President Trump’s top trade adviser says a BIS settlement with Chinese telecom firm ZTE was a “personal favor” to Beijing just days after Commerce Secretary Wilbur Ross said it had “nothing to do” with bilateral trade negotiations.

   President Donald Trump and his administration appear to be having a tough time getting their story straight when it comes to a deal made last week between the Commerce Department’s Bureau of Industry and Security (BIS) and Chinese telecommunications equipment manufacturer ZTE Corp.
   Under the terms of the settlement agreement, ZTE will get a reprieve from a potentially crippling order prohibiting U.S. entities from exporting to the company in exchange for paying up to $1.4 billion in penalties and being subject to what Secretary of Commerce Wilbur Ross says are the “strictest compliance requirements ever.”
   Those requirements include the installation of a team of special compliance coordinators handpicked by BIS to monitor ZTE’s compliance with U.S. export control laws, as well as an entirely new board of directors, and the prospect of the reimposition of denial of export privileges if BIS discovers any additional violations during a 10-year probationary period.

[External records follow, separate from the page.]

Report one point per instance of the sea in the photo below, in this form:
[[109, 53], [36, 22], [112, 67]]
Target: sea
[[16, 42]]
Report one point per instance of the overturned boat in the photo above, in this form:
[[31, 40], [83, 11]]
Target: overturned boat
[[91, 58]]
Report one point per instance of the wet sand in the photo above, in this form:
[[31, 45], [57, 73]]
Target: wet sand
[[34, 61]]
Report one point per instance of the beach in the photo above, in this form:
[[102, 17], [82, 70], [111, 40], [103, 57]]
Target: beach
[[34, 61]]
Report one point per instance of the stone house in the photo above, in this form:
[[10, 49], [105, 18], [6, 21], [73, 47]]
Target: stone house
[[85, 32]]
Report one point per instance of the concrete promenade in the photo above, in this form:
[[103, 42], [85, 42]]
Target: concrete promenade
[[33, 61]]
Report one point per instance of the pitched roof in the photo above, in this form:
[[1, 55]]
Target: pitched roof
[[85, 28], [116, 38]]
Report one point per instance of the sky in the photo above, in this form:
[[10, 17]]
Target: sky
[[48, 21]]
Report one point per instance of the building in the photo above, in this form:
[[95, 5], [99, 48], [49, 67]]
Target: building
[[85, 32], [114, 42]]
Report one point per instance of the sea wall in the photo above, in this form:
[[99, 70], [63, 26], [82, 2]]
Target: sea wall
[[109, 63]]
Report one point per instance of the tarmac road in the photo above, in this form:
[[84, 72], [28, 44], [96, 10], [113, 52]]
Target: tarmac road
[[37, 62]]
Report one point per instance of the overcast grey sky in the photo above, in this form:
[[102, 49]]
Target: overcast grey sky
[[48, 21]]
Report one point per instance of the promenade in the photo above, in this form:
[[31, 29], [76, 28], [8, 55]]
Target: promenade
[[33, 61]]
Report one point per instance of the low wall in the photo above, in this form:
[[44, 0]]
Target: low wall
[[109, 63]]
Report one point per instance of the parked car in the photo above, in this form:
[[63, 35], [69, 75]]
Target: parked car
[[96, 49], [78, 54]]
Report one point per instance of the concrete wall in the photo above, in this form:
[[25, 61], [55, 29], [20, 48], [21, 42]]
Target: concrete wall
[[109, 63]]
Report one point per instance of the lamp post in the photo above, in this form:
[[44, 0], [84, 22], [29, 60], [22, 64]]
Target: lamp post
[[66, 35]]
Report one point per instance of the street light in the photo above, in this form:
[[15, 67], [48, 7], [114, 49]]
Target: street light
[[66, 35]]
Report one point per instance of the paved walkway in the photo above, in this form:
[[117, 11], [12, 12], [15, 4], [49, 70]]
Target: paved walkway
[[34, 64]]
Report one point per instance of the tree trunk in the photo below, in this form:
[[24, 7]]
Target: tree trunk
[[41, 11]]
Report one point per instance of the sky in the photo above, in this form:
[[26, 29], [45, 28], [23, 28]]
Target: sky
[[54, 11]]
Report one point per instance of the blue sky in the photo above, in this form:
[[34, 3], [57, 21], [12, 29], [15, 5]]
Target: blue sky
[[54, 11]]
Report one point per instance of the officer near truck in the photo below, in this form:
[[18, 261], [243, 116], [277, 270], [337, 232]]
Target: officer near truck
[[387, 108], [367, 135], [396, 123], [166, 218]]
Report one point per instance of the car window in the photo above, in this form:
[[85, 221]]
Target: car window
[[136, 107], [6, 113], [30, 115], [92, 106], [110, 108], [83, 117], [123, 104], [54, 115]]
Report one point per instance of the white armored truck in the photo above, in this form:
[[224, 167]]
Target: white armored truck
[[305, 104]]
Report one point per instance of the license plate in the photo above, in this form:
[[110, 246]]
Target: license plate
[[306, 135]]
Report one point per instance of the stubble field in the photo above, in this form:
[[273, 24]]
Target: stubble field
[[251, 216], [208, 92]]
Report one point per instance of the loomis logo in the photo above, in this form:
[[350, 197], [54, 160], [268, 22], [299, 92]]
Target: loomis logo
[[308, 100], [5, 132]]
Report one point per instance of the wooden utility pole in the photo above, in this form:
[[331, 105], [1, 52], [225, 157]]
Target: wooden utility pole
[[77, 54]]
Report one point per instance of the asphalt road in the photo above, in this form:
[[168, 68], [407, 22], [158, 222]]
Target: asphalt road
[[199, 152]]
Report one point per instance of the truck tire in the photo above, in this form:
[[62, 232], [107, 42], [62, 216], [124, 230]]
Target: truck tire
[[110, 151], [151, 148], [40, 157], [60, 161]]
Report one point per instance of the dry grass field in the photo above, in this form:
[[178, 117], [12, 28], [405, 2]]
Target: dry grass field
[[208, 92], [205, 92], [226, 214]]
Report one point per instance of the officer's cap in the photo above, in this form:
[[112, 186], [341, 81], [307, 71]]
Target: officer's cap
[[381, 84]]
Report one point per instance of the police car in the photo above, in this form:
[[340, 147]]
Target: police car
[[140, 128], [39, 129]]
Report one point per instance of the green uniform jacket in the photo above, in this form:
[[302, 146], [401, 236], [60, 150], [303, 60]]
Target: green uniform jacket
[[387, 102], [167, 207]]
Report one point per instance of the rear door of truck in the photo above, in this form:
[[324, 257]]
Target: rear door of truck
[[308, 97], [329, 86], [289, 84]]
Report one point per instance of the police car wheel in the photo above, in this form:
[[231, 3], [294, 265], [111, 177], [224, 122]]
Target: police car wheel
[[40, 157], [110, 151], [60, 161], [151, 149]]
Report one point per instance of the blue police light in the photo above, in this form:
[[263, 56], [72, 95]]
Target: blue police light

   The settlement drew sharp criticism from lawmakers in Washington, who accused the president of essentially using an enforcement case as a bargaining chip in ongoing trade talks with China despite the company posing a clear threat to national security.
   In announcing the ZTE settlement, Ross said last week it was in no way related to negotiations between the Trump administration and Beijing, a seeming reversal of stance from a few weeks prior, when Trump himself said he was working with Chinese President Xi Jinping on a deal to keep ZTE in business that was “reflective of the larger trade deal we are negotiating with China and my personal relationship with President Xi.”
   “This is an enforcement action,” Ross said in an interview on the CNBC program “Squawk Box.” “It happens that I’ve been involved with the other negotiations with China, but that’s quite separate and apart from enforcement.
   “Every day, every week, practically, we’re bringing some sort of an enforcement action against China or some other country and this has nothing to do with negotiations such as the ones we’ve been embarked upon,” he added. “[The] purpose of enforcement [is to] punish bad actors and by getting rid of the whole management and board and fining them another $1.4 [billion] on top of the billion that we got from them a year ago, and yet keeping the ability to put them out of business, I think will serve as a very, very powerful deterrent to other bad actors.”
   Over the weekend, however, top White House trade adviser Peter Navarro appeared to reverse the administration’s stance once again, telling “Fox News Sunday” that Trump orchestrated the settlement with ZTE “as a personal favor to the president of China as a way of showing some goodwill for bigger efforts.”
   Navarro also noted that this is ZTE’s last chance after twice being found to have violated sanctions by doing business with North Korea and Iran and deliberately misleading U.S. investigators, something he and Ross agreed on.
   “I can tell you this, it’s going to be ‘three strikes you’re out’ on ZTE,” he said. “If they do one more additional thing, they will be shut down.”
   “If they do violate it again … whether it’s lying or sanctions or anything else … we still retain the power to shut them down again,” said Ross.
   Some members of Congress, meanwhile, like Sen. Chuck Schumer, D-N.Y., questioned why ZTE should get a second — pr third — chance in the first place.
   “There is absolutely no good reason that ZTE should get a second chance, but with this deal, the president has inexplicably thrown them a lifeline,” he said in a speech on the Senate floor. “Many believe ZTE could be a mechanism for spying on our military and lots of different economic parts of the United States. China has shown no reluctance to do that in the past, and we’re just rolling over for no reason and have gotten nothing in return.”